Rue21 (NASDAQ:RUE) recently popped up on my radar screen as I continue to look for growth at a reasonable price stories. This fast growing teen retailer is selling at a lower valuation based on five-year projected PEG (.78) than both American Eagle Outfitters (NYSE:AEO) (1.33) and Aeropostale (NYSE:ARO) (1.23). Growth investors should seriously consider the stock if they are looking to increase their retailing exposure.
"rue21, inc. operates as a specialty apparel retailer in the United States.
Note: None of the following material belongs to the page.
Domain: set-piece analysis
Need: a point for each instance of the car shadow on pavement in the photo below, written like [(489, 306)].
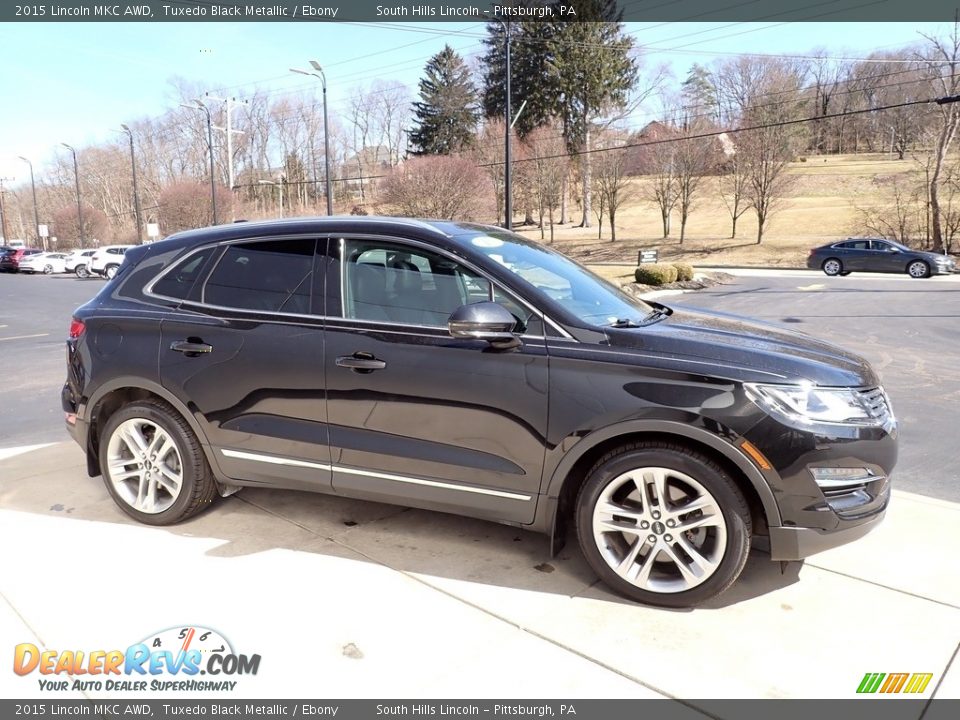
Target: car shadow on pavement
[(435, 547)]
It provides fashion apparel and accessories for girls and guys, including graphic T-shirts, denim, dresses, shirts, hoodies, belts, jewelry, handbags, footwear, intimate apparel, and other accessories." (Business description from Yahoo Finance).
Seven reasons RUE is a solid growth pick up at $28 a share:
- The company maintains a solid balance sheet with over $55mm in net cash on the balance sheet (Just under 10% of market capitalization).
- This fast growing retailer almost doubled revenues from FY2009 to FY2012 and still sells for a five-year projected PEG of under 1 (.78).
- Rue21 has consistently beat earnings estimates since it became a public company. The company has posted a "beat" in 10 of its 11 quarters. The average beat over the last four quarters has averaged just under 7% a quarter.
- The stock sells at approximately 8 times operating cash flow and the company used that cash flow to purchase 2% of its float in the recent completed quarter.
- RUE sells of just over 13 times forward earnings, a discount to its historical average as a public company (20.4).
- Janney Montgomery Scott recently reiterated its buy rating on the stock and Jefferies just upped its price target on RUE to $40 from $32 a share. It also upgraded the stock to a "buy" from a "hold."
- Earnings are moving up at a nice clip. The company made $1.55 a share in FY2012, and analysts see it earning $1.84 a share in FY2013 and $2.11 in FY2014.